Позвонили и сказали:
– Товарищ генерал, где вы находитесь?
– Дома, – ответил он.
– Никуда не отлучайтесь, сейчас за вами приедет машина. Фельдъегерь передаст пакет с инструкциями.
– Понял, – несколько развязно ответил он. На другом конце линии был не тот человек, которому следовало бы ответить «слушаюсь», а так, какая-то адъютантская вошь, живущая в теплой подмышке.
Он бы, наверное, сказал еще «целую, пупсик» или что-нибудь в этом роде, но сдержался. Он просто усмехнулся и нажал кнопку отбоя.
«Тревожный чемоданчик» стоял в шкафу. Отглаженный камуфляж, часы, компас, нож (неуставной, но любимый, безотказный), разношенные ботинки со шнуровкой до середины голени, пистолет с двумя обоймами. Все на месте. Все готово.
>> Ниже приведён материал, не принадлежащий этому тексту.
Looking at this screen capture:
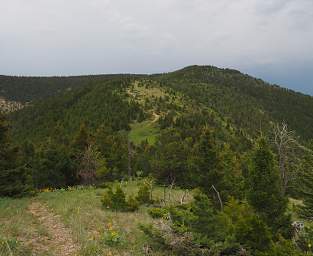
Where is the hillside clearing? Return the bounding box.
[0,182,190,256]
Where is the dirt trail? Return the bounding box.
[28,202,79,256]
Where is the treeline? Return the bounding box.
[153,66,313,140]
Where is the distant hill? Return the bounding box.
[0,66,313,141]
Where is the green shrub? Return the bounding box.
[148,208,169,219]
[112,186,127,210]
[136,180,153,204]
[127,196,139,212]
[101,188,113,208]
[104,229,122,247]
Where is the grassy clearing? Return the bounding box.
[0,181,191,256]
[128,120,160,145]
[0,198,49,256]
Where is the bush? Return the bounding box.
[101,186,139,212]
[127,196,139,212]
[111,186,127,210]
[104,223,122,246]
[148,208,169,219]
[136,180,153,204]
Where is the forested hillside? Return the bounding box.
[0,75,141,103]
[0,66,313,256]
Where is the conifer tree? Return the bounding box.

Он был, как всегда, аккуратно подстрижен и тщательно выбрит. И, как всегда, подтянут и чуть-чуть голоден – набитое брюхо не дает принять правильное решение.
С прошлого года в чемоданчике прибавилась еще одна вещь. Фотография сына. Она не давала ему забыть о чем-то очень важном. Раньше он стремился все делать так, чтобы сыновьям не было стыдно за отца. А теперь он должен быть достойным памяти сына.
Эстафета. Та самая палочка, которую он, казалось, уже передал и которая снова вернулась к нему. Маленькая такая палочка. Дурацкая. Непонятная дяденькам с трескающимися физиономиями. ЧЕСТЬ.
* * *
Одиннадцать часов двадцать четыре минуты. Дорога на Бронцы.
Попов шагал по разбитой дороге. От поворота она круто поднималась в гору, поэтому он шел медленнее, чем рассчи тывал.
«Но ничего. Меня ведь подождут, верно?»
«Верно, парень. Кому надо – тот тебя дождется».
По пути ему встретились два мужика. Они бежали из деревни, навстречу ему. Оба были перепачканы чем-то красным, словно второпях в темном погребе кормили друг друга клубничным вареньем. В руке у одного был зажат длинный нож, а второй размахивал толстой суковатой палкой. К концу палки прилипли кусочки голубой ткани, но Попов даже не задумался, откуда взялась на палке материя? Он ЗНАЛ откуда.
Сержант подпустил их поближе и затем расстрелял обоих: красиво, от бедра, как это делали немцы в фильмах про войну.
Тот, что был с ножом, сразу свалился на землю, а второй, отбросив палку, развернулся и побежал в кусты. Он приволакивал ногу, оставляя в пыли глубокую борозду, и на дне борозды тянулся широкий красный след.